Before entering the gas chamber building they passed along a
long path bordered on both sides with a high fence made of
barbed wire and branches. Along the edge of the path stood
policemen and Germans. Each one held a whip or a club.

I stood repeatedly on the edge of this path with other
policemen and drove along with a whip the women and the men
into the gas chamber building. Many women were not quite
sure that they would not be exterminated and in order to
have some means of subsistence in the future, they hid some
valuables on their persons.

To prevent this, the Germans placed special controllers in
the center of the path. When they noticed that a woman
walked  along the path holding her legs close together, she
was stopped at once and cynically examined, and if anything
was found on her, she was beaten almost to death. The men
walked more  [**80]   quietly down this path. Several times
I heard how one, speaking to another, said: "Why are you
weeping? Do you believe you can arouse compassion in those
Germans?" Frequently we could hear cries of "Hail Stalin!",
"Hail the Red Army!" To us Russian guards, they said: "Today
you exterminate us, and tomorrow the Germans will be killing
you".

   When the procession of doomed people approached the gas
chamber building, MARCHENKO and Nikolay, the motorists of
the gas chambers shouted: "Walk faster, or the water will
become cold!" Each group of women or men was pushed from
behind by some German and very frequently by Franz, the camp
commander himself, escorted by dogs. As they approached the
gas chambers, the people stared to recoil in horror,
sometimes they tried to retrace their steps.

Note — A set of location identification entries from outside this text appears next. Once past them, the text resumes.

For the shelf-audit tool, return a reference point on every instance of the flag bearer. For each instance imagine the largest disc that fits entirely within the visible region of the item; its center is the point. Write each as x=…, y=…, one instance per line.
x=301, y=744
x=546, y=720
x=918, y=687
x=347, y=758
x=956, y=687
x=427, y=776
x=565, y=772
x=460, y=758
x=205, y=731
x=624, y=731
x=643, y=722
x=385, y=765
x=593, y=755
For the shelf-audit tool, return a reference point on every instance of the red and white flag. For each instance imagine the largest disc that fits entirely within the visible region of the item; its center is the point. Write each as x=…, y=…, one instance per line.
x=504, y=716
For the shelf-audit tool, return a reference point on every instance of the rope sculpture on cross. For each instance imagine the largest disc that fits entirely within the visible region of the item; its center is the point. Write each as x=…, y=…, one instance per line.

Then whips and clubs were used. Franz immediate [sic]
ordered his dog to attack the naked
people. Being trained for this, it grabbed them by their
genitals. Aside from the motor operators who had dogs with
them, there were five or six Germans near the gas chambers.
With whips and clubs they chased people into the passage of
the gas chamber building and then into the gas chambers. The
Germans and the motor   [**81]   operators then competed as
to atrocities with regard to the people to be killed.
MARCHENKO for instance, had a sword with which he mutilated
people. He cut off the breasts of women.

   When the chamber was filled to capacity, the Germans or
the motorists came to the door and stated beating up the
naked people with a rubber whip and at the same time set
their dogs against them. The prisoners shrank away into the
depth of the chamber yielding place to more prisoners. Such
a pressing-in occurred several times so that some 700 to 800
people could be crowded into the not-so-large chambers.

When the chambers were filled to the very limit, the Germans
started to throw in the children left by the women either in
the undressing place or more frequently outside the gas
chamber building. As the ceiling of the gas chambers was
very low, the children thrown into the chamber
hit the ceiling and then, disfigured, sometimes with broken
heads, fell on the heads of the prisoners.

   When loading of the chambers was completed, they were
sealed off by hermetically closing doors. Motorists
MARCHENKO and Nikolay started the motors. The gas produced
went though the pipes into the chambers. The process of
suffocation  [**82]   began. Some time after the motor had
been started, the motorists looked into the chambers through
special observation portholes situated near each door, in
order to determine how the process of extermination
was going on. When asked what they saw, the motorists
answered that the people were writhing, crushing each other.
I also tried to look through the porthole, but for some
reason could see nothing. Gradually the noise in the
chambers died down. Some fifteen minutes later the motors
were stopped and there was an unusual silence.

   While extermination of this batch of prisoners went on, a
new bath of condemned people arrived into the camp. The
entire process started all over again.